Como não poderia mostrar seus dotes vocalísticos no programa estadounidense, teria que se contentar com a versão brasileira, conhecida como Ídolos, que há muito se preparava para visitar Goiânia, capital de Goiás. Seria uma chance de finalmente revelar ao Brasil todo o seu brilho musical, todo a potência de seu gogó de ouro.
Em um pequeno hotel em Gentil Meirelles, Mara Marlene escolhia o modelito que usaria para sua apresentação frente aos jurados.Não havia nem completado 24 horas que deixara Rondonópolis, sua cidade natal do Estado de Mato Grosso para mostrar sua personalidade marcante em terras goianenses. Ao abrir sua mala, retirou sua calça de couro vermelha, seu top preto e justo com pregas douradas e seus sapatos plataforma também vermelhos. Sabia que ficava um arraso com esse conjunto, e ao colocar cada peça cuidadosamente esticada em cima da pequena cama de solteiro, pensava em qual música escolheria para fazer o teste de sua vida.

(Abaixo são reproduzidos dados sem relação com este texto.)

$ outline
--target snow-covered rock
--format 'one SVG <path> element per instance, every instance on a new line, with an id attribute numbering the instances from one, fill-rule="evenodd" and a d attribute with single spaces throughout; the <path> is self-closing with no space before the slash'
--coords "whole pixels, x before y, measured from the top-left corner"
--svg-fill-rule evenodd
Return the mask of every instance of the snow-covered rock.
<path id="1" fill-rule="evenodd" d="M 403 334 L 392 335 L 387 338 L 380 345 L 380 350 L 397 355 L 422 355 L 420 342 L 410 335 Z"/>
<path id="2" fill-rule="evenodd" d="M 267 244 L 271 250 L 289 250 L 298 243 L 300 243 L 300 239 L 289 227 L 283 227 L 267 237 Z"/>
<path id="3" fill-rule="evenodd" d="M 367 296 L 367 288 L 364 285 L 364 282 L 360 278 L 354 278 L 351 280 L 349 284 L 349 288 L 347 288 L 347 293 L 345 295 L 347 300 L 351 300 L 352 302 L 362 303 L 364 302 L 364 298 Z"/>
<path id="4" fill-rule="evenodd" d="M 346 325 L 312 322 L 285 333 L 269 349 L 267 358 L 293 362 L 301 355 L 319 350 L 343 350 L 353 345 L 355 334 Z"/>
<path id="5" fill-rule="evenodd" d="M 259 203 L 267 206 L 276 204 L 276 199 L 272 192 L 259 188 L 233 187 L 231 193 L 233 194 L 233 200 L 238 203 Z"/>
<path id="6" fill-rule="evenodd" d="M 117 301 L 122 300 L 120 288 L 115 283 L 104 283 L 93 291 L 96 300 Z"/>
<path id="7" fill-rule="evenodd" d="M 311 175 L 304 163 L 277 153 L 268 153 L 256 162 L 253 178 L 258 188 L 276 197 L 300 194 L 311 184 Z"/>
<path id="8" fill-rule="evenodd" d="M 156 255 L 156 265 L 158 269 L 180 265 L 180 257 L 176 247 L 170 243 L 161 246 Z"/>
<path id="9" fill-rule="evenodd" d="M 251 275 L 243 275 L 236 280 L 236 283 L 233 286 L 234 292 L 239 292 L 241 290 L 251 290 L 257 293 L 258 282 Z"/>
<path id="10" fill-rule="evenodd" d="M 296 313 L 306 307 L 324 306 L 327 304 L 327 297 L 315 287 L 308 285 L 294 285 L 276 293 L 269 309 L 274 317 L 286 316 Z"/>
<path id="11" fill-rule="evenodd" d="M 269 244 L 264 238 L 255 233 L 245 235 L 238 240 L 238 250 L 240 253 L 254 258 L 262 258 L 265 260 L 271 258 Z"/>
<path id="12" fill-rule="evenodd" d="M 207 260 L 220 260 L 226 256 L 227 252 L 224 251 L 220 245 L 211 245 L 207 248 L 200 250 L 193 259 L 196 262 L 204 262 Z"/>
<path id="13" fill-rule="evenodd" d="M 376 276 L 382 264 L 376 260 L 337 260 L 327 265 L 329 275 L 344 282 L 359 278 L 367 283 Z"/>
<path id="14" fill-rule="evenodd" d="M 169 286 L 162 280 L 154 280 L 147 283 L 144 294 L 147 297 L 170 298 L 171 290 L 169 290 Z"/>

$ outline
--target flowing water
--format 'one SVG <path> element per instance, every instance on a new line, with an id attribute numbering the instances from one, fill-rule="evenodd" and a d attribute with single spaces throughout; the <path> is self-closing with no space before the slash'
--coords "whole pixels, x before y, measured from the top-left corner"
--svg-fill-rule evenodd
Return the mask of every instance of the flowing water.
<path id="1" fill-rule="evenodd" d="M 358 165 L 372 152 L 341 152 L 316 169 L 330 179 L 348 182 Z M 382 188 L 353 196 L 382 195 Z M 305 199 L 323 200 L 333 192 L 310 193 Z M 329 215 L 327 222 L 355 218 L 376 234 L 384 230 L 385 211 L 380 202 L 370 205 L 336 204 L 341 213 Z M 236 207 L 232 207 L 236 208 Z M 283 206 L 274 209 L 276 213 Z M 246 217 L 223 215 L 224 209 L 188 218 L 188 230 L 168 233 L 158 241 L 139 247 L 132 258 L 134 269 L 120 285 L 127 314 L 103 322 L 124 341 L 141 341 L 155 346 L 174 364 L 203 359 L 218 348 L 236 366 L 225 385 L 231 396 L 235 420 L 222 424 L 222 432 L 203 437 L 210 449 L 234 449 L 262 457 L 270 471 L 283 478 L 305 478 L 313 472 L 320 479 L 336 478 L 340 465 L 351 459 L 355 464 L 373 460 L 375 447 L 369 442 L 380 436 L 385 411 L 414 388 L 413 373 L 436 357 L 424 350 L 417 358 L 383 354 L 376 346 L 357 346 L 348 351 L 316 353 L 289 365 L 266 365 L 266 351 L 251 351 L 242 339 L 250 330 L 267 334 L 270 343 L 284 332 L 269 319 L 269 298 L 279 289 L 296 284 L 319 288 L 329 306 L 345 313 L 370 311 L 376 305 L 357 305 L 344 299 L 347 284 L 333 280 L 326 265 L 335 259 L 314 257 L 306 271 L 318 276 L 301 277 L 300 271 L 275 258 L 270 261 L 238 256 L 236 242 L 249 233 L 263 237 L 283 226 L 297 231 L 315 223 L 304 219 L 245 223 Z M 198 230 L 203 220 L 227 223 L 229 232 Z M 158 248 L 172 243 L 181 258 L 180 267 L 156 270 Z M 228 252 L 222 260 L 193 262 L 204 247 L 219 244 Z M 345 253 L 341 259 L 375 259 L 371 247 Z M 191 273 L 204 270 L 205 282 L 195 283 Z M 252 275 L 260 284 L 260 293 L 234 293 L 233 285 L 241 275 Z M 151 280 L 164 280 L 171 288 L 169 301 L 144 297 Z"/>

Pensando bem, para que se preocupar com qual música daria uma canja para os ouvintes brasileiros? Qualquer melodia saindo de suas cordas vocais serviria para afirmar sua glória perante ao país. Até “Atirei o Pau No Gato”interpretado por Mara Marlene daria arrepios na pele de quem a ouvisse. Então, despreocupada com qual música cantaria, já despida entra no pequeno box do banheiro e abre a torneira do chuveiro potente. Aquele era o momento em que Mara Marlene entrava num transe tão profundo que comoveria quem quer que a espiasse pela fechadura da porta. Uma vez no banheiro de seu apartamento, já chegou a chorar com sua própria atuação em “Bem que se quis” de Marisa Monte. Então, lembrando de como seus vizinhos adoravam ouví-la, e a essa música em especial, solta a primeira frase da maneira mais doce e provocante que sua garganta poderia lhe obedecer: “Beeem que se quiiiissss....argh!” - não! Não é possível! Estava sentindo uma pequena pontada na garganta? Não podia acreditar, mas aquela era uma dorzinha bem familiar de que estaria desenvolvendo a quinta amigdalite num período de seis meses. Mas não desta vez!
Saiu do chuveiro apressada, e ainda molhada vestiu as roupas amassadas da viagem. Como uma louca saiu do hotel e já na rua, fez sinal para um taxi que alí passava. “Para o hospital mais próximo daqui!” – ordenou ela ao taxista. Não sabia bem o que os médicos diriam sobre uma garganta que nem sinais de imflamação apresentava, mas até injeção de benzetacil estaria valendo para deter um possível impecilho à conquista de sua glória.